I am also stunned to see a publisher's quote: “We pay for the author to travel and come to the bookstore, and then the store makes money from it?"  Do publishers believe they do are doing independent booksellers a favor?  Aren't publishers for-profit businesses, also?  Should they all simply retreat to online author events?  Perhaps not charge admissions, but ask that participants buy their books from the bookstore is the least we can do (perhaps, if buying not the author's book, because they have it already as a gift or purchased elsewhere, then that giftcard idea is good). 

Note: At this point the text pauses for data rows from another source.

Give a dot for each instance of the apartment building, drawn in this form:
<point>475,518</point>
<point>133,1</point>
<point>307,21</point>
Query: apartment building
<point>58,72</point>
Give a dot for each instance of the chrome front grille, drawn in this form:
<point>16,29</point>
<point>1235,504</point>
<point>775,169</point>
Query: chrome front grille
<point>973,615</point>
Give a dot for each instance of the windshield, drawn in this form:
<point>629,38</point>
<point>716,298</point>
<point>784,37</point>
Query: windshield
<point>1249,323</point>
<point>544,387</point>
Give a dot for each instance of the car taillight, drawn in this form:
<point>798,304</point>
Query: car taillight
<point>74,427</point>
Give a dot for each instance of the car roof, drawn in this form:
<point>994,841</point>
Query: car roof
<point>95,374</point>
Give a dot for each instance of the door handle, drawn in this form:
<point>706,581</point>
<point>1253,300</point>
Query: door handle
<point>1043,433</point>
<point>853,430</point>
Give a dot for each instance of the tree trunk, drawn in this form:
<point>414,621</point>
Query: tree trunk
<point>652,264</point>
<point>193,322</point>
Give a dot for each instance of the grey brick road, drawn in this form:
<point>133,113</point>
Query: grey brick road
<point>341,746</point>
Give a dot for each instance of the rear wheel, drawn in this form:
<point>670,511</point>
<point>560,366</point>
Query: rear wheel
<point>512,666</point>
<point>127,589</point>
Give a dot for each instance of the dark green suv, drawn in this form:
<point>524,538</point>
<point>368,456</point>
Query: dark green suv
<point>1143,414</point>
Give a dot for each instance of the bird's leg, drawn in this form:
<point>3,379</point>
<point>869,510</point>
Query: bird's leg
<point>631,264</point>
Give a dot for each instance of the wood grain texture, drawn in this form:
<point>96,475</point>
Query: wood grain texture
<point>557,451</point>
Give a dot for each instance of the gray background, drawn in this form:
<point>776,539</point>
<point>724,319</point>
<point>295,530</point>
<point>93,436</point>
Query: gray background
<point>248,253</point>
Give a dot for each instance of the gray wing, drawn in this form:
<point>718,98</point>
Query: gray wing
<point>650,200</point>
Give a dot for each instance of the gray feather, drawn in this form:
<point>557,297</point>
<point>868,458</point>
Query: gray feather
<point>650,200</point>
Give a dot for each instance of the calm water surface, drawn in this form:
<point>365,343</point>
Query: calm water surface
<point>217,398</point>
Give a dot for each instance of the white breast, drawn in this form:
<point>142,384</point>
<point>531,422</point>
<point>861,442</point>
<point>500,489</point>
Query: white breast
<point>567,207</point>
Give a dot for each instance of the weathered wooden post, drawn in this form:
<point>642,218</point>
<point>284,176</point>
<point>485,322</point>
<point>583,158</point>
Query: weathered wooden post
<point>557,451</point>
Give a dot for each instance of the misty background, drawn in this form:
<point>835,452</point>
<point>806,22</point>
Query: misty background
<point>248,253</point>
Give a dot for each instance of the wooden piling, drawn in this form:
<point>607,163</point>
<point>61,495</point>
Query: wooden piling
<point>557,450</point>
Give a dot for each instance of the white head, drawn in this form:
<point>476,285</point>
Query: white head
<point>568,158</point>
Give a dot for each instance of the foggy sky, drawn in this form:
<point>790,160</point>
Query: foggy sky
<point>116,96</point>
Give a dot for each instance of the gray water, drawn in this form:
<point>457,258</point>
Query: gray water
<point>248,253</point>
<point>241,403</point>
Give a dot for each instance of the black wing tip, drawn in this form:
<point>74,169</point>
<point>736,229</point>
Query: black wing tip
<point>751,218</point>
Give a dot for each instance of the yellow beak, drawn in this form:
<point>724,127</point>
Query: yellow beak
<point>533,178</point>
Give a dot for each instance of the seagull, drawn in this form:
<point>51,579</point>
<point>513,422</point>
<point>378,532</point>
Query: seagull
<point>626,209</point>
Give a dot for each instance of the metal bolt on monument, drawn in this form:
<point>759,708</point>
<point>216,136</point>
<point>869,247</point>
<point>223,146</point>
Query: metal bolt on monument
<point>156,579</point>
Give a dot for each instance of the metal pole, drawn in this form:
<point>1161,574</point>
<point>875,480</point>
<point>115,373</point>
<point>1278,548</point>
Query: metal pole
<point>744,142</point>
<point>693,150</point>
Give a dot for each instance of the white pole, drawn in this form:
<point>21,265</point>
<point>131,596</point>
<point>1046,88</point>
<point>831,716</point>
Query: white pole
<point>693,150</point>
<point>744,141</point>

Quite frankly, we would never get that kind of play here in Dixon.  We are unable to get more than one publisher in a great while to send an author.  An author's visit is usually at the instigation of the author.  We have had to discount many books (basically cutting our intake of revenue) in order not to punish loyal customers for not buying online.

I'd like to see how Ms Patchett's new venture as a bookseller fares.  I hope it does well, but affords her a greater understanding of the struggle of independent booksellers.  Of course, with the connections she and her partner have, there will be publishers willing to add the new bookstore to authors' tours.  What is yet unknown is how they would feel about people ordering books online or otherwise taking up valuable space without assisting in the cost (e.g,, overhead, bookseller's time in promoting event, stocking the hardcover, etc) or somehow showing their appreciation for the bookstore's continued existence.  I love how one independent bookseller articulated the problem, “We’re not just an Amazon showroom.”

In another segue, NPR had a piece about a store in which everything is made in (United States of) America, including the packaging in which the product comes.  There are some competitive pricing, but generally, the schtick is that everything in the store can be counted on to be 100% American-made with American materials and American labor, precluding basically all electronics and most electrical appliances.  And, then, there's a quote from a woman shopper who said, while she wants to "shop American" , but ...
"You buy the best deal you can find. That's what it's all about. [For] some people, every penny counts. And if you can save 50 cents, that's a lot," she says.
 So, isn't it really about the money?